In short, I'm going to take a break from I Thought I Was Done With This.  I’ll still write in The Dilettante Traveler (coming up: Kenya, 20 November and China, late February!), and we’ll try and keep up with Orcas Estate, and occasionally update Spoover, but I’m TIRED of writing about cancer. And so I’m not going to for awhile (feel free to send me an email and ask me directly how I’m doing, if you’re interested).  

Cancer doesn’t deserve so much attention.

Tuesday, October 18, 2011

Wherein I Return to School After Several Years’ Absence


“Your assignment for next week is to write a one- to two-page, double-spaced essay,” said the teacher, “about anything you’d like.”
One to two pages, I thought.  About anything I’d like, I thought.  Easy! Child’s play! I write all the time—I’ll just pick a topic I can put in my blog!
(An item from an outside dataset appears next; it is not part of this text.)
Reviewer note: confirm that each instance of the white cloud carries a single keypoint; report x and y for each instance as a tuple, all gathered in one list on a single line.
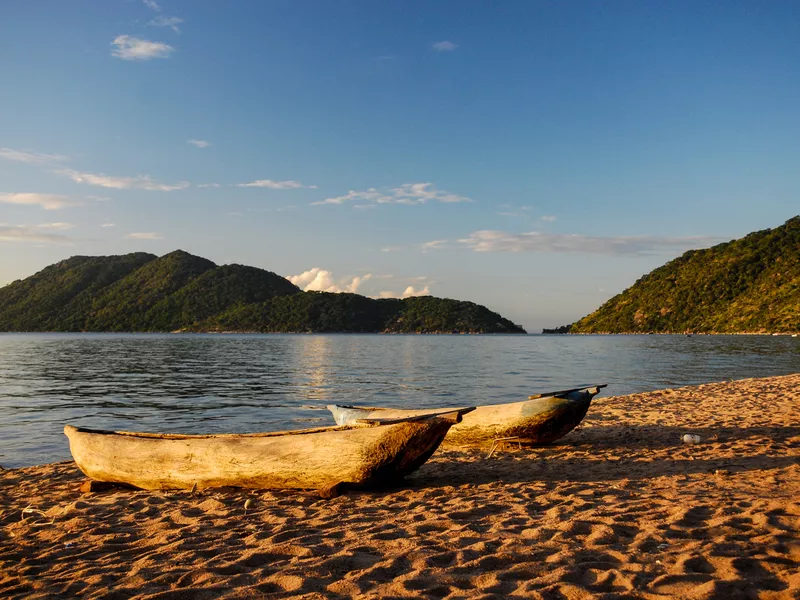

I thought.  And there the thoughts ended.
I lead a rich life, full of story fodder.  “There’s a book in that,” my mother is constantly telling me, whether I’m talking about my dogs or the horses I regularly ride; travel to exotic islands (Santo Antão, Cabo Verde; Necker, British Virgin Islands; Folegandros, Greece; Orcas, USA); or the breast cancer I’ve been dealing with for 12 ½ years now. 
Of course there are stories here.  For the past several years, I’ve written these stories out in blogs: in The Dilettante Traveler for all those exotic locations (dogs and horses occasionally included); or in I Thought I Was Done With This for the still-ongoing, often tedious and boring, and yes, occasionally petrifying experiences of living with cancer. 
The problem for me is that I write fluidly and fluently for my own pleasure, to tell my own story on my own terms in my own time; and that the moment someone issues a command, or just a request, or even the merest hint of a suggestion that I write something specific for them, the taps shut off and the trough full of rich, life-sustaining inspiration goes instantly, echoingly, frustratingly dry.
Ugh,  I thought, five days after class when I had yet to come up with a topic I wanted to write about.  I’m taking this class so I can learn to be usefully critical of other people’s writing, not get bogged down in my own, I thought.
Good thing I chose Editing and not The Art of the Novel.